Tag Archives: 40th

When Bernard Manning took Charlie Chuck backstage at James Whale’s show

Yesterday afternoon, I had a tea-room crawl around London’s West End with comedian Charlie Chuck. He had come down for a meeting in Soho about appearing in a TV ad.

He told me his girlfriend now has 21 ducks and a Buddha statue in her back garden. To celebrate, we went down to see the ducks in St James’s Park which is a fine example of ornithological multi-culturalism where any number of imaginable and unimaginable breeds intermingle, mostly politely, and occasional light grey pigeons wander randomly about, looking slightly stunned at the surrounding plumage, like drab, grey-suited City gents who have accidentally wandered into the VIP hospitality tent behind the Pyramid Stage in Glastonbury.

Dave (Charlie Chuck’s real name) told me more about his unbilled second show at the upcoming Edinburgh FringeDave Kear’s Guide to the Universe – which I blogged about last week and which he will perform in theSpaces@SurgeonsHall for six days. He has plans to develop this year’s show into an hour-long play called Mister Nobody at the 2012 Fringe and has been discussing with a 1960s ‘celebrity vicar’ what that might involve.

Sitting in St James’s Park, watching a three-mallard duck-fight on the water, Dave suddenly remembered that, when he was a 20-year-old drummer with innocent hopes of a hit parade career ahead of him, he had slept overnight on a deckchair in this very park, the night before an early morning meeting with a record producer in what was then Tin Pan Alley.

He also regaled me with tales of touring Britain for a year in the 1970s as drummer with The Missouri Breaks – backing band for 1950s British rock ‘n’ roll legend Wee Willie Harris. Support acts for Wee Willie Harris on that tour were comedians Bernard Manning and Duncan ‘chase me chase me’ Norvelle.
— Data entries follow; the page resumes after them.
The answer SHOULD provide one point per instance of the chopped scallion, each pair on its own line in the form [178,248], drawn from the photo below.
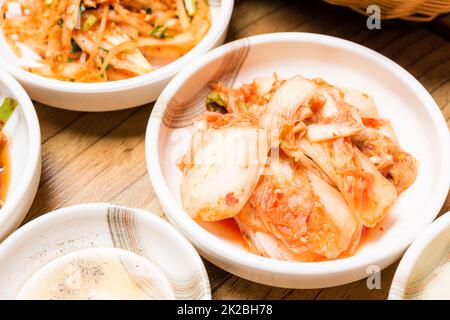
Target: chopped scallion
[6,110]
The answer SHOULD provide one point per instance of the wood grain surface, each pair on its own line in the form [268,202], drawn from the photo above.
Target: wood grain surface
[99,157]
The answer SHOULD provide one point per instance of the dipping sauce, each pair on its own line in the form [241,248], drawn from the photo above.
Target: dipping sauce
[98,274]
[439,287]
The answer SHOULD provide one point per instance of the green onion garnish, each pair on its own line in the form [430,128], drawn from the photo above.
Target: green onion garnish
[6,110]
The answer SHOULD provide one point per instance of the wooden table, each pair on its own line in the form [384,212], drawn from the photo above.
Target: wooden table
[99,157]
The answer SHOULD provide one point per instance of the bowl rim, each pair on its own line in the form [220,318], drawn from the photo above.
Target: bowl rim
[161,74]
[33,162]
[99,209]
[213,246]
[411,256]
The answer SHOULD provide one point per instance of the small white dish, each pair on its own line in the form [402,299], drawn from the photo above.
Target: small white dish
[100,225]
[415,116]
[419,268]
[115,95]
[24,142]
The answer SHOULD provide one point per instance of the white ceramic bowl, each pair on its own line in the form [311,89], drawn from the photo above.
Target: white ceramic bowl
[421,262]
[24,137]
[415,116]
[100,225]
[121,94]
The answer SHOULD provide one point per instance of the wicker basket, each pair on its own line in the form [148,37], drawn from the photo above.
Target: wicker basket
[414,10]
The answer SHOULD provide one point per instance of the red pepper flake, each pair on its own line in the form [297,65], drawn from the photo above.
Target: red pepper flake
[230,199]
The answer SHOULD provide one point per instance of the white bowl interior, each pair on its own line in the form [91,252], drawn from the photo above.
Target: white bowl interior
[398,96]
[13,62]
[17,133]
[95,226]
[23,134]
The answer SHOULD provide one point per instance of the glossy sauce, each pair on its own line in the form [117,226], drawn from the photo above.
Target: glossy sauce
[228,229]
[225,229]
[5,167]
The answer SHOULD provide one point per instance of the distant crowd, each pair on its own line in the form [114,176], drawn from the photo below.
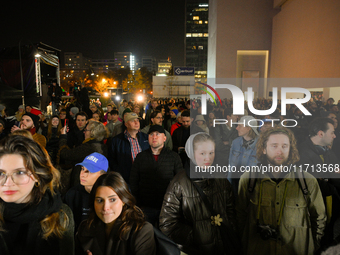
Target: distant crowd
[84,180]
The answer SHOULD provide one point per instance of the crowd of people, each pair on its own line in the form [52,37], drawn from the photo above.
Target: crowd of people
[91,181]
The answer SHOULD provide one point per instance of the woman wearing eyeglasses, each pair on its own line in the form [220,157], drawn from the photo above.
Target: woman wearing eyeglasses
[33,219]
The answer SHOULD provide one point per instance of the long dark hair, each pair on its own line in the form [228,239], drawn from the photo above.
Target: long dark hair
[38,162]
[131,214]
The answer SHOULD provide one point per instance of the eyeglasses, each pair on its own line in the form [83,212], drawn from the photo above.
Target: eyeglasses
[18,177]
[155,133]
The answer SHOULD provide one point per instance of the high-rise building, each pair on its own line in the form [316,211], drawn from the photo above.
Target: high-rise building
[150,63]
[196,37]
[103,65]
[76,60]
[124,60]
[164,67]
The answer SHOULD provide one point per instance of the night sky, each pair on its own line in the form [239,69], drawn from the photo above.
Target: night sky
[99,28]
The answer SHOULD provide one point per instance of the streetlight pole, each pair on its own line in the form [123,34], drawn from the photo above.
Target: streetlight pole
[21,76]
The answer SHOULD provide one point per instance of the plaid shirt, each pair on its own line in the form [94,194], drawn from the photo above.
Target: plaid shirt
[135,147]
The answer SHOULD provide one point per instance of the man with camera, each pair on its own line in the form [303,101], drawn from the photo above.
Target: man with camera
[280,209]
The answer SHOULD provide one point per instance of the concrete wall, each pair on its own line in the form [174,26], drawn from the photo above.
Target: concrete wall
[236,25]
[306,40]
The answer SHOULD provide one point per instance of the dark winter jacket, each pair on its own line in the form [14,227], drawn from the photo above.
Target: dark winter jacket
[52,143]
[187,221]
[329,182]
[23,233]
[93,239]
[77,198]
[57,93]
[150,179]
[120,158]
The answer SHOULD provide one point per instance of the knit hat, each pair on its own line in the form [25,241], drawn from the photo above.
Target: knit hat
[125,111]
[246,119]
[189,147]
[34,118]
[74,110]
[156,128]
[175,111]
[199,117]
[130,116]
[35,111]
[95,162]
[3,122]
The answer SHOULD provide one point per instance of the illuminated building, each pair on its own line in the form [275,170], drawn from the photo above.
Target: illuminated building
[196,37]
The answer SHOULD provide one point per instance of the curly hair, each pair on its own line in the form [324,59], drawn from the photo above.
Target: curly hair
[97,130]
[131,214]
[37,161]
[263,139]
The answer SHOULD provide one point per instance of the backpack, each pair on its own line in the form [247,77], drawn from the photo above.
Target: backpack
[299,176]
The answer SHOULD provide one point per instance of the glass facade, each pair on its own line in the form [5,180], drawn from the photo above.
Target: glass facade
[196,37]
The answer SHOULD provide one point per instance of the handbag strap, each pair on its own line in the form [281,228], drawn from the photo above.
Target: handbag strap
[226,230]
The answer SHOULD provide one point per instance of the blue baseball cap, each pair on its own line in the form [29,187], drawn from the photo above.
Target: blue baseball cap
[95,162]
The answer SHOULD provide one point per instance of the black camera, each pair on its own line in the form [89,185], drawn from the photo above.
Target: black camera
[267,232]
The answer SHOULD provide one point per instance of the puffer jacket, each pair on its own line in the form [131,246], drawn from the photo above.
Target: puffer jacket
[186,220]
[302,224]
[149,178]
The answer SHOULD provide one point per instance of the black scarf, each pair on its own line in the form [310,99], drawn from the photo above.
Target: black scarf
[246,143]
[22,222]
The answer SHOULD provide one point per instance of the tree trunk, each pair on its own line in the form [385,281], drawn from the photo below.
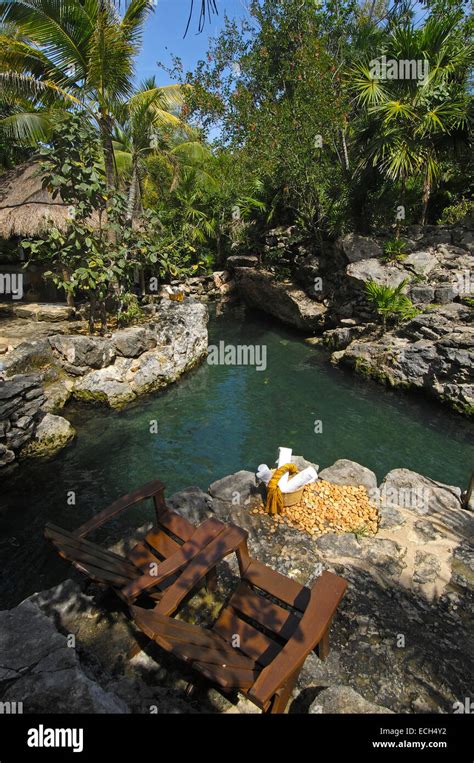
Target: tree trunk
[344,150]
[103,318]
[142,282]
[425,199]
[133,195]
[92,313]
[69,294]
[108,151]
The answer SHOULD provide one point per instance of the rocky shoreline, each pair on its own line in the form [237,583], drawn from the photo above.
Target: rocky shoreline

That sounds to me like one hell of an eclectic tour.

Manning’s act involved going on stage with two large, fearsome-looking bouncers who stood on either side of him while he insulted the audience and the other acts. Seeing the size of the bouncers, no-one ever objected to the insults.

“I met Bernard again on James Whale‘s 40th Birthday Party show,” Dave told me, “and he asked me into his dressing room and told me You’re doing a great job. That’s a great character. I were chuffed. It were very nice of him.”